At many historic sites in the United States, guides, officially called “historical interpreters,” create and lead tours for visitors. In The Interpreter Project, her first video work, Hayes “re-interprets” tours given at the historic houses of four prominent American women: Clara Barton, a nurse and humanitarian who was a founder of the American Red Cross in 1881 and its first president; Maggie Walker, a schoolteacher and businesswoman who became the first female African American bank president, in 1903; Mary McLeod Bethune, an educator and civil rights leader who founded the National Council of Negro Women in 1935 and served as a policy advisor to President Franklin Delano Roosevelt; Eleanor Roosevelt, a civil rights advocate and, as wife of President Roosevelt, First Lady of the United States from 1933 to 1945. Each of these four sites was the woman’s home as well as the location of much of her political and social service. They are the only US National Historic Sites specifically dedicated to women.
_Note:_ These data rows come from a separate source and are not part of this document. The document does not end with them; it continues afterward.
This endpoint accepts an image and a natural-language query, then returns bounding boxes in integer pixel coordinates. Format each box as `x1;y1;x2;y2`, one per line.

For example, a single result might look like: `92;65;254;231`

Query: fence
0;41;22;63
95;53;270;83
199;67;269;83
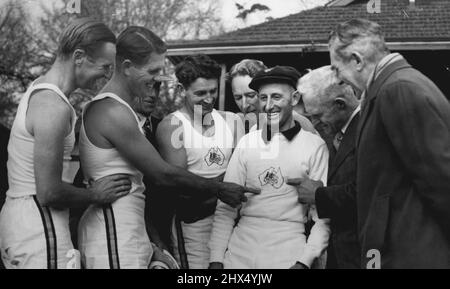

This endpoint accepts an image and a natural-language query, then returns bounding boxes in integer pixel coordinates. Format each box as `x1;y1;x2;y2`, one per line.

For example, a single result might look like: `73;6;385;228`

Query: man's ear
293;92;306;115
175;83;186;97
122;60;133;76
73;49;86;66
291;90;301;107
334;97;347;110
351;52;364;72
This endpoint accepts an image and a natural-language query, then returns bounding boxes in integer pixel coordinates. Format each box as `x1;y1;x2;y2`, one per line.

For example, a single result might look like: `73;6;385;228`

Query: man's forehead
259;82;294;93
190;78;218;89
140;52;166;69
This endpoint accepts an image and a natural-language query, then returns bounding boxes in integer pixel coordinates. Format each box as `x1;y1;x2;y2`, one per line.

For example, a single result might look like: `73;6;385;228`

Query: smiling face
75;42;116;90
184;77;219;117
231;75;259;114
302;95;345;136
129;52;166;116
298;66;358;136
258;83;299;131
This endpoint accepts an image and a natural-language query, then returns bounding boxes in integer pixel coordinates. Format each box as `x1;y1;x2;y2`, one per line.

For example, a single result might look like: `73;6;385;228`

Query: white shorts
78;195;152;269
223;217;307;269
172;215;214;269
0;196;75;269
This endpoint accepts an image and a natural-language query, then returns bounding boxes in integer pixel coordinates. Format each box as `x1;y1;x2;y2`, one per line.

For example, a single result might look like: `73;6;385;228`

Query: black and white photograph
0;0;449;277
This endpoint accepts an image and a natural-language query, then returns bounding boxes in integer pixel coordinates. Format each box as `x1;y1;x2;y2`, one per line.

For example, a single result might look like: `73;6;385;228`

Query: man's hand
149;243;179;269
209;262;224;269
289;262;310;269
89;174;132;205
287;177;323;205
217;182;260;208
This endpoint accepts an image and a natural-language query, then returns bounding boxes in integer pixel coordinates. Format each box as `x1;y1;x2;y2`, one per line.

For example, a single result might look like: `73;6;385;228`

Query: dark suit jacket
357;58;450;268
316;114;360;269
143;116;176;247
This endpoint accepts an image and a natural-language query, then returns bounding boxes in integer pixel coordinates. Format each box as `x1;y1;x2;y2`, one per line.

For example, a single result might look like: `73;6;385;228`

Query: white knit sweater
209;128;330;268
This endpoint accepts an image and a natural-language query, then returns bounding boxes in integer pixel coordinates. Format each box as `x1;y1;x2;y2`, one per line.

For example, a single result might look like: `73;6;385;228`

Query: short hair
298;65;356;105
57;18;116;58
175;54;221;88
227;59;267;81
328;18;389;63
116;26;167;66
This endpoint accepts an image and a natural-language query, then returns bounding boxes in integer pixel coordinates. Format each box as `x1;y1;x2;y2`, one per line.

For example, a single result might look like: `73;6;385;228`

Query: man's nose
203;95;214;104
264;97;274;111
242;97;249;110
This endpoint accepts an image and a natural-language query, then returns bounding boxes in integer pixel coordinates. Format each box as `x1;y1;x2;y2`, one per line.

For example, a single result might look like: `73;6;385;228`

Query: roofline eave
168;41;450;56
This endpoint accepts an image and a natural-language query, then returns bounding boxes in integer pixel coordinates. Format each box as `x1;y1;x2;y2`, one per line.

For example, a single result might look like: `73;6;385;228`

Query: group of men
0;17;449;269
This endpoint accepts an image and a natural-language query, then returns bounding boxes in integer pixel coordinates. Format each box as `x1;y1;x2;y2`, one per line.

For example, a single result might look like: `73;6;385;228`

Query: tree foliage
0;0;224;127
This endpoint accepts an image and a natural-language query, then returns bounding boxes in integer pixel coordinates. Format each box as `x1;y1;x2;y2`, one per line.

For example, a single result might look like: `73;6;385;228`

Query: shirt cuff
209;249;226;264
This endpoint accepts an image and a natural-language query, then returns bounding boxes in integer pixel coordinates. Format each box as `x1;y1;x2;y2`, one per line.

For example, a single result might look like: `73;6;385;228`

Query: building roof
168;0;450;56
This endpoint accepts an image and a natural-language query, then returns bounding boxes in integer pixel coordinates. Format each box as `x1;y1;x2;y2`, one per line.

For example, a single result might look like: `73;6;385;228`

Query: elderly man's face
300;85;350;136
330;40;362;91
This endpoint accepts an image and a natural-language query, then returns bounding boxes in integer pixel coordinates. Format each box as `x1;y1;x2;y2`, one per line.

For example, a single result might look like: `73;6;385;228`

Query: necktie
333;131;344;151
142;117;152;138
Repeating the texts of the tours given at these houses, Hayes makes evident their construction of a “feminized” historical narrative. This work marks Hayes’s departure from theatrical venues in favor of a public performative practice that focuses on the complex relationships between history, politics, and desire.
Gallery label from Performing Histories: Live Artworks Examining the Past, September 12, 2012–March 8, 2013.